A busca

Tivera a oportunidade, outra mais, de acordar - e, ironicamente, essa alegria lhe era dolorosa, por causa de sua moléstia. Ereto na cama, era noite, via a lua a meio caminho do céu, devia ser próximo da madrugada; se lembrou de quando dormiu, ali, naquele quarto de teto distante e cor de deserto, sabia que era manhã, despertado manhã afora; trazido de caminhada longa do porto, passado por vielas, imundícies, olhares, a nojeira citadina e aclamações, até dentro dos muros; lá foram dois homens lhe levando, devagar, com um medo de quem porta brinquedo de herdeiro, até o cômodo, protegido por escadarias; foi posto à cama e deixado só, seus olhos gravaram apenas o mesmo teto quadrado e vazio, extenso como areia. Já fazia um tempo que não sonhava; um sono era um adio ao sofrimento. Deparou-se com o escuro, a fumaça do nada; uma pouquinha luz dum candelabro acendido secretamente, lá fora, também, vinha uma resistência de luz: as tochas das colunas do pátio, mas só imaginava, só lembrava do adro de outrora, do templo, de quando era um broto no mundo, na fase de receber as primeiras luzes e os primeiros ventos, quando sozinho estava, num rompante crepúsculo, infinito, místico, dentro daquela caixa alva, refletora e derretida, de chão enorme e polido, de colunas ascensoras, de um céu marmóreo e sentencial; não era uma frase, era divindade; foi o primeiro rasgo no seu ser, que nunca veio cicatrizar-se, violento contato, cuja abertura não criara a chance de cultivo, pois nunca parou de sangrar, de latejar em si, remoía-se desse trauma, dessa perturbação, tentando preenchê-lo de todo tipo de improdutivo material, mas seu organismo expulsava todos, e passou a pensar que esse olhar não mais servia, quis abrir os olhos do corpo e seguir.

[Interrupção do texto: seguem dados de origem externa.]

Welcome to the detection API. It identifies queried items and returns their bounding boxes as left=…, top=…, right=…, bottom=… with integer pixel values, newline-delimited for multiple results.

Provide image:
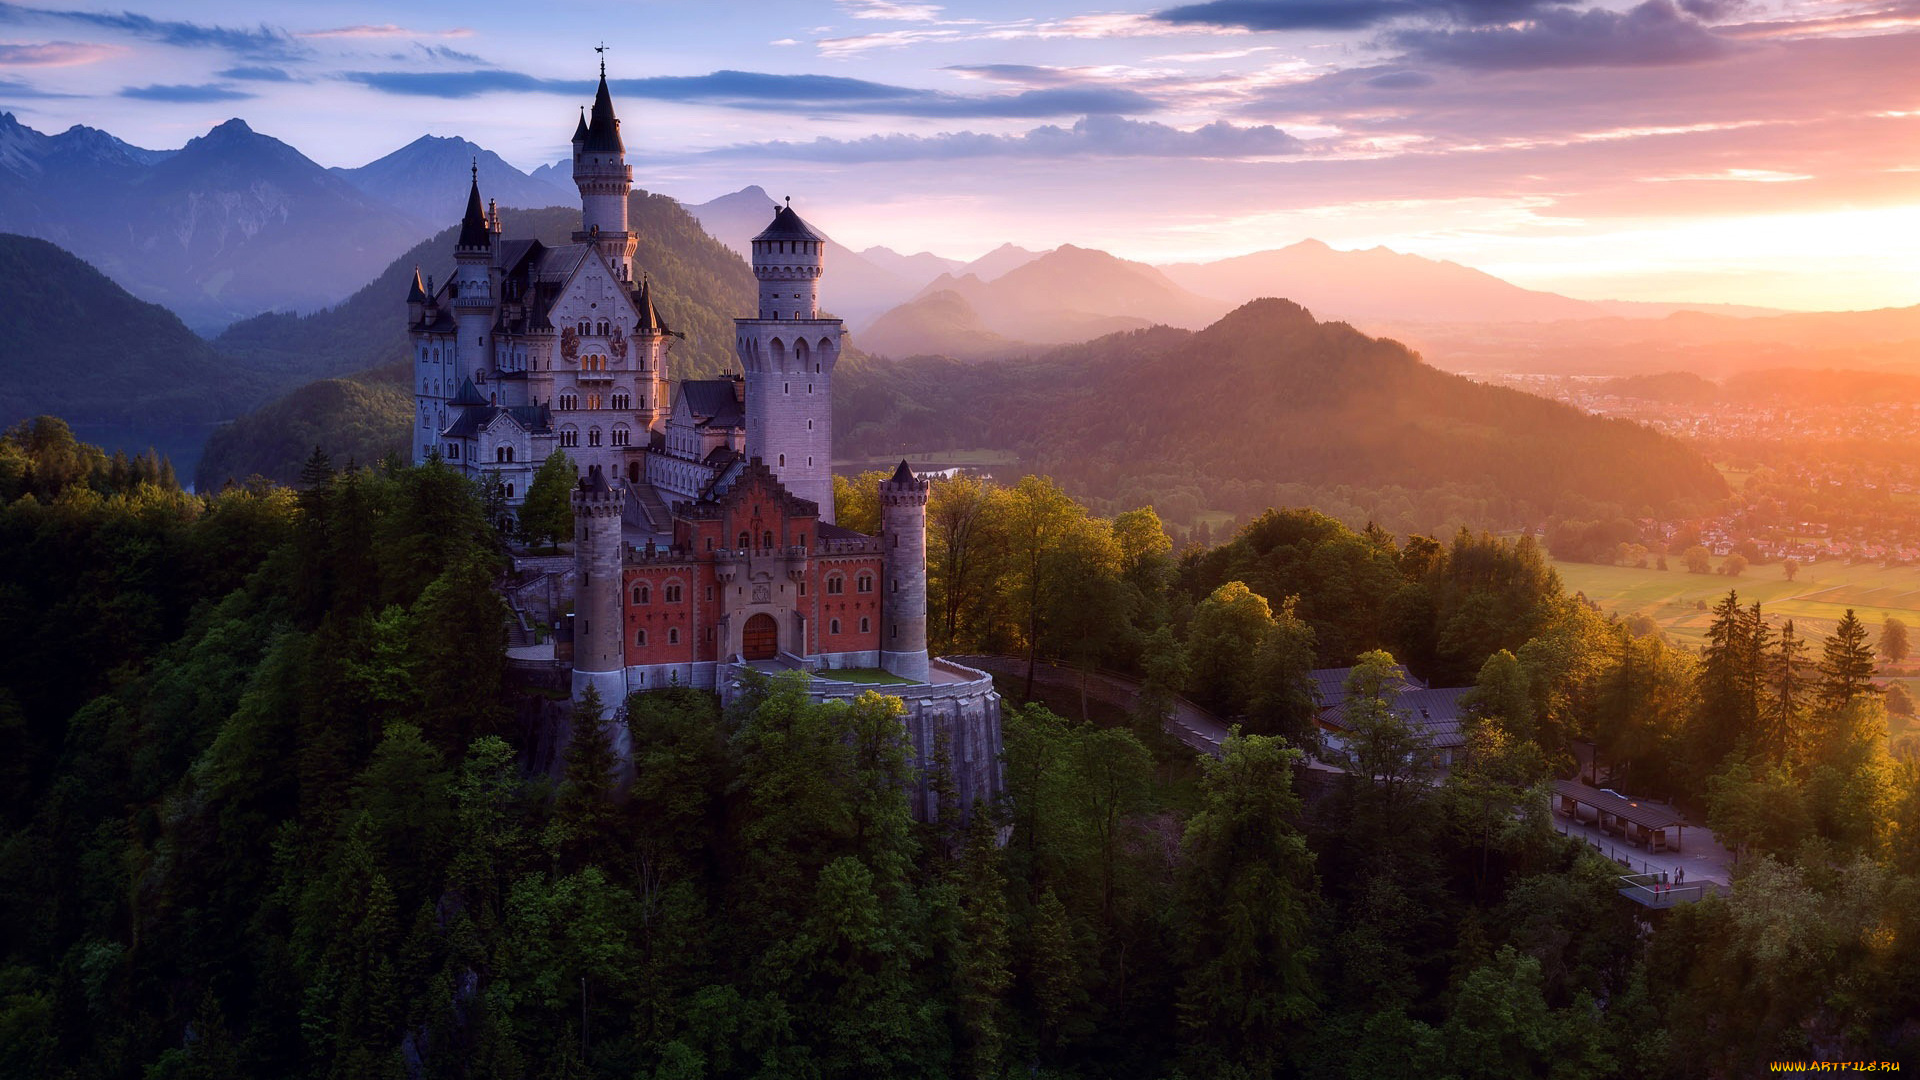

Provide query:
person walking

No corpo, surgiram estigmas, mas de tempos corridos, navegados, aventureiros, com gosto de brisa, da mais suave a mais agitada, de quando descobria o corpo ao mundo, com sua armadura leve, de indivíduo sensual, tomador de tudo - o que era ele naquele navio? Olhando o horizonte, apontando uma espada para o rumo desejado, ordenando, mesmo sem gritar uma única vez, pois ali não impostava a voz para mandar, a ordem vinha como uma vibração, e todos os seus subordinados abriam os poros para recebê-la. Foi de guerras, de batalhas, conhecido pela sua competência marítima, e também nunca dispensou a luta que fosse. Tantas vezes a morte esteve consigo, porém nunca esteve com ela, seus olhos, arregalados, atentos, fugiam desse espiritual plano - nos periclitantes momentos era que avançava mais, e sua bravura - loucura - rendeu mais tempo; esse mesmo que estava sujeito, no decúbito. O mítico guerreiro, de muitas canções e prestígios, emergiu desse oceano, como todo mar onde mergulhava não lhe durava. Na áurea idade, de monumental vigor, jovem ainda e senhor da própria beleza, saíra dessa vida, deixando centenas de órfãos. Adotou um branco tecido, fino, que rodeava seu pescoço e descia, lacrimejante, a seus pés, presos por sandálias de couro; o único ornamento dessa estátua era um bracelete dourado, no braço esquerdo, o único parcialmente exposto - o outro sumia no médio manto, de cor cintilante, o qual nascia do seu ombro direito e escorria, escondendo aquele membro; vestuário esse explicitador do novo afã: uma espécie de sacerdote, mago das coisas invisíveis, transformador do desimportante em deslumbrante, um resgatador do mundo, ou, mesmo, da humanidade. Diferente dos feitos de outrora, de grandiosidade sempre prestigiada, não sentia o comum prazer inicial, mas sim uma dor, um incômodo crescente em todo seu ser, o próprio corpo sofrendo, de espasmo em espasmo, como se fosse incompatível; não sabia se era penitência ou se resistia em si aquele eu fugitivo ou de renúncia, que agora voltava à estrada da vida e seguia o caminho mostrado por um imperativo misterioso.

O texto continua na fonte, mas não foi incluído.